🤖 AI Summary
Existing anomaly detection methods primarily target point anomalies and struggle to capture structural dependencies in spatiotemporal data, while failing to jointly model anomaly continuity and statistical confidence. To address this, we propose an unsupervised tensor decomposition framework that— for the first time—incorporates spatiotemporal smoothness priors into low-rank plus sparse tensor decomposition. Specifically, we introduce graph-structured total variation regularization to enforce coherence of anomalies across both spatial and temporal dimensions, and design a statistically grounded anomaly scoring mechanism based on local spatiotemporal correlations to yield interpretable confidence estimates. Extensive experiments on synthetic and real-world spatiotemporal datasets demonstrate that our method accurately identifies spatiotemporally contiguous anomalies and significantly outperforms state-of-the-art baselines in detection accuracy, robustness, and interpretability.
📝 Abstract
Anomaly detection in spatiotemporal data is a challenging problem encountered in a variety of applications, including video surveillance, medical imaging data, and urban traffic monitoring. Existing anomaly detection methods focus mainly on point anomalies and cannot deal with temporal and spatial dependencies that arise in spatio-temporal data. Tensor-based anomaly detection methods have been proposed to address this problem. Although existing methods can capture dependencies across different modes, they are primarily supervised and do not account for the specific structure of anomalies. Moreover, these methods focus mainly on extracting anomalous features without providing any statistical confidence.
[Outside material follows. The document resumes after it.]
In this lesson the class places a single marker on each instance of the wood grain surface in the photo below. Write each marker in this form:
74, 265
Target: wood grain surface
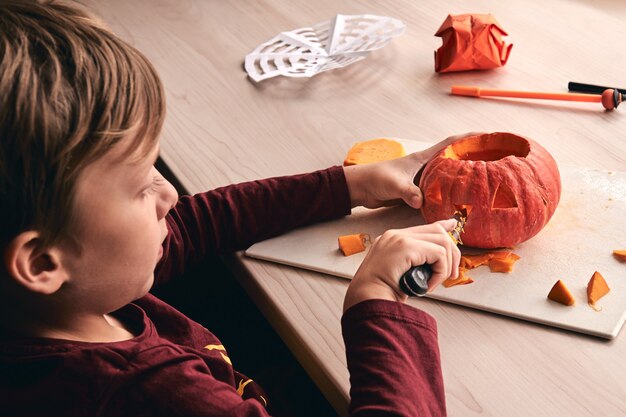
222, 128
In this paper, we introduce an unsupervised tensor-based anomaly detection method that simultaneously considers the sparse and spatiotemporally smooth nature of anomalies. The anomaly detection problem is formulated as a regularized robust low-rank + sparse tensor decomposition where the total variation of the tensor with respect to the underlying spatial and temporal graphs quantifies the spatiotemporal smoothness of the anomalies. Once the anomalous features are extracted, we introduce a statistical anomaly scoring framework that accounts for local spatio-temporal dependencies. The proposed framework is evaluated on both synthetic and real data.